Diz Serra Bango que “na verdade, isto para nós não é novo e não é novidade, a única coisa que aconteceu é que tratou por se manifestar, provavelmente porque os actores agora são outros e há maior escrutínio também dos cidadãos, maior abertura das pessoas, de acesso à documentação”.

O responsável, que comentava a crise que o sistema judiciário angolano vem enfrentando nos últimos tempos, sublinhou que toda a situação foi conhecida “porque foram vazados para a hasta pública, por via das redes sociais, documentos que comprometem e comprovam eventual envolvimento destas entidades em processos poucos claros e transparentes”.

O activista referia-se a notícias que nos últimos dias têm sido divulgadas, nomeadamente aqui no Folha 8, sobre o envolvimento dos juízes presidentes do Tribunal Supremo, Joel Leonardo, e do Tribunal de Contas, Exalgina Gambôa, em casos de corrupção, peculato, entre outros.

“Isto não significa que os outros não o tenham feito. Provavelmente teriam feito, mas o acesso à documentação e a publicação dessa documentação é que não era fácil como é agora, primeiro, e também porque a consciência do cidadão para a denúncia dos actos de improbidade ou de actos pouco lícitos que envolvam agentes públicos, não era tão elevada como está a ser agora”, frisou.

Segundo Serra Bango, “isto não é um facto isolado”, abrange também outros agentes a nível do sistema judicial “do topo à base”.

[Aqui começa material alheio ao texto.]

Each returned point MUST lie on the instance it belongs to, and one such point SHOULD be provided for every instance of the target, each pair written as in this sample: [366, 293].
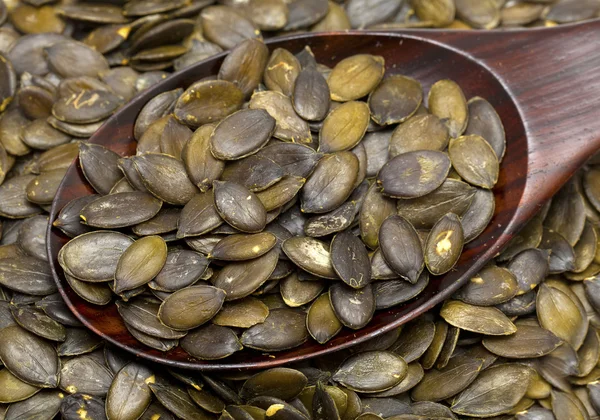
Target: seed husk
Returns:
[289, 126]
[208, 101]
[395, 99]
[447, 101]
[479, 319]
[495, 391]
[267, 336]
[474, 160]
[444, 244]
[211, 342]
[191, 307]
[355, 77]
[344, 127]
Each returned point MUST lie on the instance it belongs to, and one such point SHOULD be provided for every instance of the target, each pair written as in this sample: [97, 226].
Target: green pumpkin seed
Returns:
[311, 255]
[281, 71]
[355, 77]
[289, 126]
[344, 127]
[395, 99]
[495, 391]
[94, 256]
[211, 342]
[353, 307]
[447, 102]
[191, 307]
[240, 279]
[321, 321]
[243, 313]
[28, 357]
[479, 319]
[491, 286]
[444, 244]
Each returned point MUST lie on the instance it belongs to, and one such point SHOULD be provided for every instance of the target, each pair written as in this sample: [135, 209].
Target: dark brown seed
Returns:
[485, 122]
[479, 319]
[390, 293]
[165, 177]
[395, 99]
[239, 207]
[208, 101]
[350, 260]
[311, 255]
[353, 307]
[321, 321]
[267, 336]
[245, 64]
[217, 24]
[241, 134]
[198, 216]
[243, 247]
[401, 248]
[289, 127]
[85, 107]
[444, 244]
[211, 342]
[355, 77]
[331, 183]
[491, 286]
[311, 95]
[28, 357]
[191, 307]
[281, 72]
[240, 279]
[62, 55]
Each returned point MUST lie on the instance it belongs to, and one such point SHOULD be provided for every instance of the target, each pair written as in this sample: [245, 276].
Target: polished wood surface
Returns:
[545, 85]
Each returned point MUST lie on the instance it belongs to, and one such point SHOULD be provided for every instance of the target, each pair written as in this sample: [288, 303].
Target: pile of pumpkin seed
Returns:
[519, 341]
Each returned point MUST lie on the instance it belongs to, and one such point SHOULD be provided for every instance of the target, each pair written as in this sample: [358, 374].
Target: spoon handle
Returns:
[553, 75]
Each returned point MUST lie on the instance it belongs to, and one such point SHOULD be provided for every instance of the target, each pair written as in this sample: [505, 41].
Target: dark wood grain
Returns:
[544, 85]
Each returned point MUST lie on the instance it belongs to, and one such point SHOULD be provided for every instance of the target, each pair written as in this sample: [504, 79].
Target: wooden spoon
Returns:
[544, 83]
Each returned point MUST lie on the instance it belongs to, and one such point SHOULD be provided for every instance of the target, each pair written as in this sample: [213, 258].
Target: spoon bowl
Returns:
[484, 64]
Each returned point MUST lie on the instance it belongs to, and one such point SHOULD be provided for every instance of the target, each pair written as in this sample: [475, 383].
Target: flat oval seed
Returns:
[444, 245]
[350, 260]
[355, 77]
[528, 341]
[395, 99]
[28, 357]
[239, 207]
[121, 210]
[331, 183]
[353, 307]
[94, 256]
[165, 177]
[211, 342]
[198, 216]
[485, 122]
[344, 127]
[129, 394]
[311, 255]
[191, 307]
[372, 371]
[414, 174]
[311, 95]
[140, 263]
[241, 134]
[208, 101]
[479, 319]
[474, 160]
[99, 166]
[321, 321]
[267, 336]
[447, 101]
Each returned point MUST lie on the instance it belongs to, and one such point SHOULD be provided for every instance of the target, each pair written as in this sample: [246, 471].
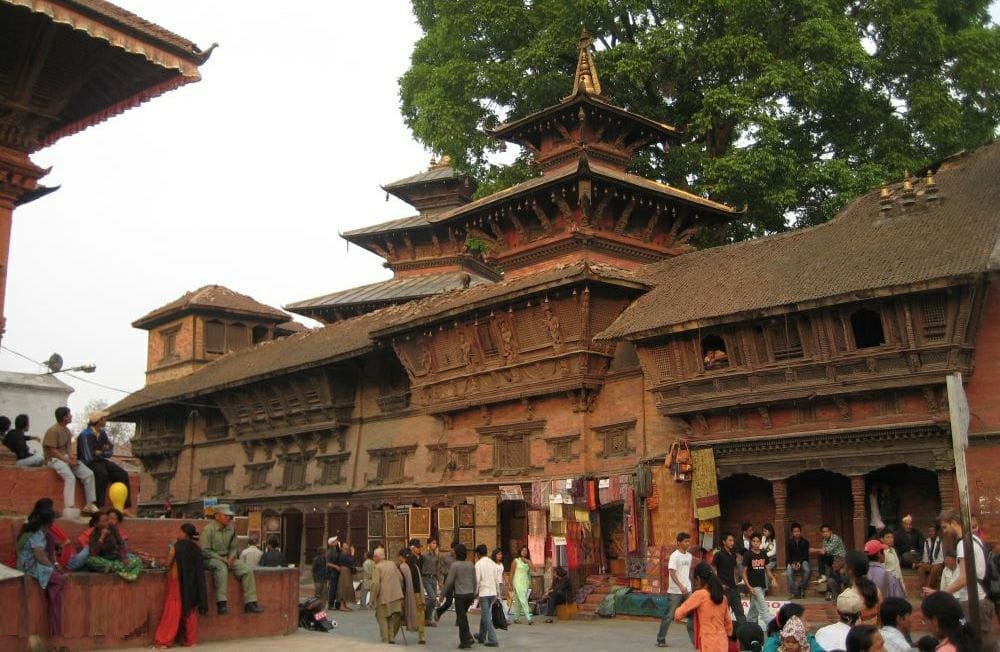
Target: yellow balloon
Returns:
[118, 492]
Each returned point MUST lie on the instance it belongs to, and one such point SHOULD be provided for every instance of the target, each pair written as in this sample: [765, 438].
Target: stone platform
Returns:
[104, 611]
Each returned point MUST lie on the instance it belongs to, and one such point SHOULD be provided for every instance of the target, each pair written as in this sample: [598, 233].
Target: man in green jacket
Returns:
[218, 547]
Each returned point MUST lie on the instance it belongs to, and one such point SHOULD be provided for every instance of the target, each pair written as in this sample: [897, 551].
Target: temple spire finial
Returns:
[585, 79]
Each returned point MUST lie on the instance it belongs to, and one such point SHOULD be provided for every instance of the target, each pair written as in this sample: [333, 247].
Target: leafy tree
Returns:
[119, 432]
[790, 106]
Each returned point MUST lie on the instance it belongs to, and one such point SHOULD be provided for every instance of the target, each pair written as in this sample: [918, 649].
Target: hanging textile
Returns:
[704, 487]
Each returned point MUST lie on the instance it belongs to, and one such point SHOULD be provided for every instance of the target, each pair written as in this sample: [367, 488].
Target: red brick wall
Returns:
[982, 388]
[22, 487]
[121, 614]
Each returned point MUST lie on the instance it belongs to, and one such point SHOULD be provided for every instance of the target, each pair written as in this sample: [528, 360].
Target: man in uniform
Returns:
[218, 547]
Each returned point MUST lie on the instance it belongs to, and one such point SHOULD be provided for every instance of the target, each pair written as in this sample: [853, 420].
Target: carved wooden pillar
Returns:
[858, 500]
[779, 488]
[18, 177]
[946, 489]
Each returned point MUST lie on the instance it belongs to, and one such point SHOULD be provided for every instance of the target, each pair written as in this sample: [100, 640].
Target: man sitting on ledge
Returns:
[218, 547]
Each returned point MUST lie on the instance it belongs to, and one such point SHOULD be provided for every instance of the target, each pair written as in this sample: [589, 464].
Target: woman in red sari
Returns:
[186, 596]
[713, 625]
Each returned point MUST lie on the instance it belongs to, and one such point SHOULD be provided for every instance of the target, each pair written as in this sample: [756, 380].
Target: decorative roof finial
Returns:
[585, 79]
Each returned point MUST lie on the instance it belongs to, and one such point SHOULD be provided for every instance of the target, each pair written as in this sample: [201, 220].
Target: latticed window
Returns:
[295, 473]
[239, 337]
[215, 337]
[390, 469]
[785, 340]
[512, 452]
[933, 309]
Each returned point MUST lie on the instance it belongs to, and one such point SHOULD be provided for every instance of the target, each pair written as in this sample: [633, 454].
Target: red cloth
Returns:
[170, 621]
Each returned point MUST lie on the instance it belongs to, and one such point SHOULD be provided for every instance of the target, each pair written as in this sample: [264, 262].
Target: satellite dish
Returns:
[54, 363]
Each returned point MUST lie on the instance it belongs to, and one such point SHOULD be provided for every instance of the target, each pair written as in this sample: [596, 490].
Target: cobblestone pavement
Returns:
[358, 630]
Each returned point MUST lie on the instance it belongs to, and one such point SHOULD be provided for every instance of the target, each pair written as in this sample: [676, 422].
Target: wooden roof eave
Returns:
[221, 387]
[493, 300]
[509, 130]
[784, 309]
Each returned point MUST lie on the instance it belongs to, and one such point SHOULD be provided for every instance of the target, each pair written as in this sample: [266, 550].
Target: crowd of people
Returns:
[867, 585]
[89, 461]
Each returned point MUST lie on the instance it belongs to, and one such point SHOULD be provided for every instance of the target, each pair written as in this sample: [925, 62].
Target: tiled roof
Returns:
[392, 290]
[300, 350]
[595, 170]
[451, 304]
[860, 250]
[345, 339]
[212, 297]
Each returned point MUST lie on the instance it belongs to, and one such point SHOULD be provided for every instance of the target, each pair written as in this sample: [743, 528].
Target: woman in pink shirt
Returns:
[713, 626]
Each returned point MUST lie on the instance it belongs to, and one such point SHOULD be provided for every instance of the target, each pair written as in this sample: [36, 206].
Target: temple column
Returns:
[779, 489]
[946, 489]
[858, 501]
[18, 176]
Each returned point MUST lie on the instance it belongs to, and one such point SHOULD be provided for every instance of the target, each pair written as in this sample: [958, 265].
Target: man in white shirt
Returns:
[951, 523]
[251, 554]
[678, 585]
[834, 637]
[895, 615]
[486, 588]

“Sempre dissemos, há mais de 20 anos, que o sistema de justiça no jogo dos três poderes é o mais fraco, o mais fragilizado e aquele que é facilmente condicionado pelo poder executivo”, referiu, realçando que “a nomeação e a indicação destes servidores, para o topo da hierarquia da magistratura obedece ao critério da confiança estrita do titular do poder executivo e do próprio partido [no poder]”.

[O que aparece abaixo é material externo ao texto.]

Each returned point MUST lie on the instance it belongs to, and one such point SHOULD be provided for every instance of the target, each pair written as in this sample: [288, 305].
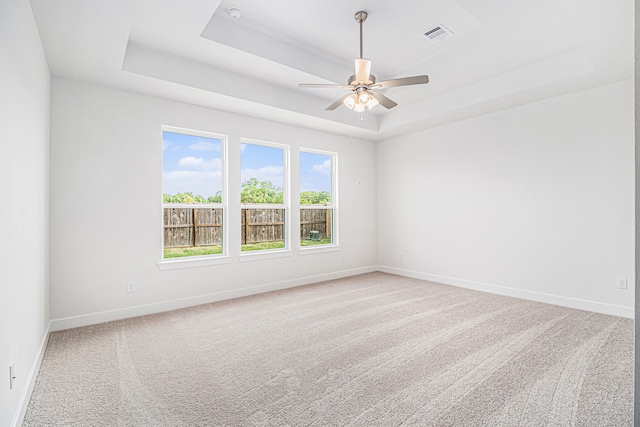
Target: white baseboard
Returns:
[598, 307]
[31, 381]
[111, 315]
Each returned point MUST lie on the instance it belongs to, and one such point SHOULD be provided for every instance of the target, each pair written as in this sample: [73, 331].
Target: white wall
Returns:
[106, 206]
[535, 201]
[24, 160]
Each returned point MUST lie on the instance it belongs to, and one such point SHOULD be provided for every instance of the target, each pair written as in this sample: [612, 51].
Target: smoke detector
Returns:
[234, 12]
[437, 33]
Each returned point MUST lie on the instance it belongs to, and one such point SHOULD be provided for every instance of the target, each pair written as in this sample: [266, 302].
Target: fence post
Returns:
[246, 226]
[195, 227]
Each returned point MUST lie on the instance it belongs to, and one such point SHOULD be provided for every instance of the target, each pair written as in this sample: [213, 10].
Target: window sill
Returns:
[259, 255]
[309, 250]
[190, 262]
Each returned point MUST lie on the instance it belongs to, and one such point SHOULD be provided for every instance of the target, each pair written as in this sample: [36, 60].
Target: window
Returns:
[264, 196]
[193, 193]
[317, 198]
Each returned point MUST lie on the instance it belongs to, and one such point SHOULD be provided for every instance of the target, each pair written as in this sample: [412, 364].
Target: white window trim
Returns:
[213, 259]
[334, 205]
[286, 205]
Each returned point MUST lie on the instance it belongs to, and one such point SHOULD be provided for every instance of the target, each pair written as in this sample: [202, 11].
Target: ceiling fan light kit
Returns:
[362, 83]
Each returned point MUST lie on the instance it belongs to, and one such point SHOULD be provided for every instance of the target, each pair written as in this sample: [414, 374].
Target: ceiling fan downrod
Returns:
[360, 18]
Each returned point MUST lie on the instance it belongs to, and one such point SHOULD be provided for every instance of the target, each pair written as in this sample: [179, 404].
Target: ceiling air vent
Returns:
[437, 34]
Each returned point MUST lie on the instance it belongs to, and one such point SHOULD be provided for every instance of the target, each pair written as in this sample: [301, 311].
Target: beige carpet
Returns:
[371, 350]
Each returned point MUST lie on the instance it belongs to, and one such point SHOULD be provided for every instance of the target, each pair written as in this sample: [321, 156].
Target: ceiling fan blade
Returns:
[404, 81]
[338, 102]
[325, 86]
[363, 71]
[383, 100]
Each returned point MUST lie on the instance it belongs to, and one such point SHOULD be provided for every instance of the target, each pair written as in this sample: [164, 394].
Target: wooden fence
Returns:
[187, 227]
[315, 219]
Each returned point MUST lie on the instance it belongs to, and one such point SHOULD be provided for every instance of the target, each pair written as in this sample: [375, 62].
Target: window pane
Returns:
[262, 229]
[263, 183]
[316, 226]
[262, 174]
[192, 174]
[191, 169]
[315, 178]
[316, 199]
[192, 231]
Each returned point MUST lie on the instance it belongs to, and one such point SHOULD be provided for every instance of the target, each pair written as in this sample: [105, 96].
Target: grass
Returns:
[192, 251]
[278, 244]
[323, 241]
[213, 250]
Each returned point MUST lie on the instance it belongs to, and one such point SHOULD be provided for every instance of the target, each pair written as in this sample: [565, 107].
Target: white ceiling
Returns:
[502, 53]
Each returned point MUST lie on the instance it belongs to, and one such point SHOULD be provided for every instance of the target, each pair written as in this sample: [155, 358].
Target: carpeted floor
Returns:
[370, 350]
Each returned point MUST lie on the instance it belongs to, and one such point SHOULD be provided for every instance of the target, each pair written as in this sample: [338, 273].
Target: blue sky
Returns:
[191, 164]
[315, 172]
[194, 164]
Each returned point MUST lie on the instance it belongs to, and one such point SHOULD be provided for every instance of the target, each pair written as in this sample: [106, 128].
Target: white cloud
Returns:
[190, 162]
[267, 173]
[198, 163]
[203, 145]
[324, 168]
[204, 183]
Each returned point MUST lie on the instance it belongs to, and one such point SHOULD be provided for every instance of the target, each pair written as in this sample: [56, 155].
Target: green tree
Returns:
[188, 197]
[260, 192]
[315, 198]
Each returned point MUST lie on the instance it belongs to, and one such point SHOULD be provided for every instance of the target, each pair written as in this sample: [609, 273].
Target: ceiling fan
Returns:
[362, 83]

Para o presidente da AJPD, um excesso de confiança poderá ter originado toda a situação que se verifica com estes servidores da justiça, em detrimento do discurso sobre o suposto combate à corrupção que o Presidente angolano vem dizendo que defende.

“Somos pessoas de confiança do titular do poder executivo, vamos fazer aquilo à semelhança do que os outros também fizeram, primeiro. Segundo a apetência pelo enriquecimento ilícito e imediato, que é o que acontece”, disse.

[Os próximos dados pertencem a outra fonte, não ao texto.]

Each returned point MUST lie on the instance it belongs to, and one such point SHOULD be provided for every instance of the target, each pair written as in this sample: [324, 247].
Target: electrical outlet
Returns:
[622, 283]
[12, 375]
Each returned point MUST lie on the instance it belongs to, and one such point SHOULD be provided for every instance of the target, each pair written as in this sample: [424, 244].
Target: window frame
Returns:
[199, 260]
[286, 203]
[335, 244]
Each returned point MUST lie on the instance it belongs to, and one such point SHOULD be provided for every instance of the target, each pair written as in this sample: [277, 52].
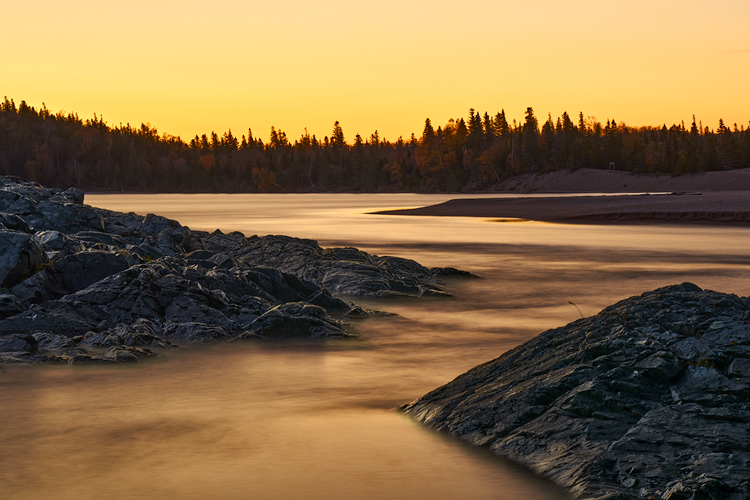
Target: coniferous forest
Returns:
[463, 155]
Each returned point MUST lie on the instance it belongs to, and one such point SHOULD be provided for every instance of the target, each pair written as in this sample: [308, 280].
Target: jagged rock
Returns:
[89, 284]
[11, 305]
[647, 399]
[343, 271]
[70, 274]
[21, 255]
[14, 222]
[295, 319]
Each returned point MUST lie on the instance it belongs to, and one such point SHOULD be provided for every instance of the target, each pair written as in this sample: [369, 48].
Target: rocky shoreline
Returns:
[649, 399]
[82, 284]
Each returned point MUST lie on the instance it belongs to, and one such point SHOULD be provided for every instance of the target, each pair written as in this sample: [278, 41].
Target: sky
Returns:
[189, 67]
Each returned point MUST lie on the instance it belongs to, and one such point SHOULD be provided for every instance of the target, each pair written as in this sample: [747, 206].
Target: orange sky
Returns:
[191, 67]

“Porque não se justifica, que com as condições de trabalho e as regalias que estes venerando juízes têm, não justifica este tipo de comportamento. Aqui há também a falta do cumprimento de um certo distanciamento dos juízes em relação aos negócios”, reforçou.

O presidente da AJPD recordou que o anterior juiz presidente do Tribunal Supremo, Rui Ferreira, também foi forçado a demitir-se em circunstâncias semelhantes a estas, “envolvimento em negócios”.

“É preciso que se conclua o inquérito que deve ser feito, instaurada uma investigação imparcial e neutra e se obtenha os resultados e por via dos resultados se determine a responsabilidade, que é um outro elemento que nos tem faltado cá, a responsabilização dos agentes públicos, que não se faça já o julgamento na praça pública”, frisou.

Sobre o que poderá acontecer a estes dois servidores públicos, Serra Bango aponta para dois cenários possíveis: “eles mantêm-se em silêncio e depois encontram para eles um sítio, uma embaixada, por exemplo, ou voltam para a actividade política”, no caso de Exalgina Gambôa, que não é da carreira da justiça.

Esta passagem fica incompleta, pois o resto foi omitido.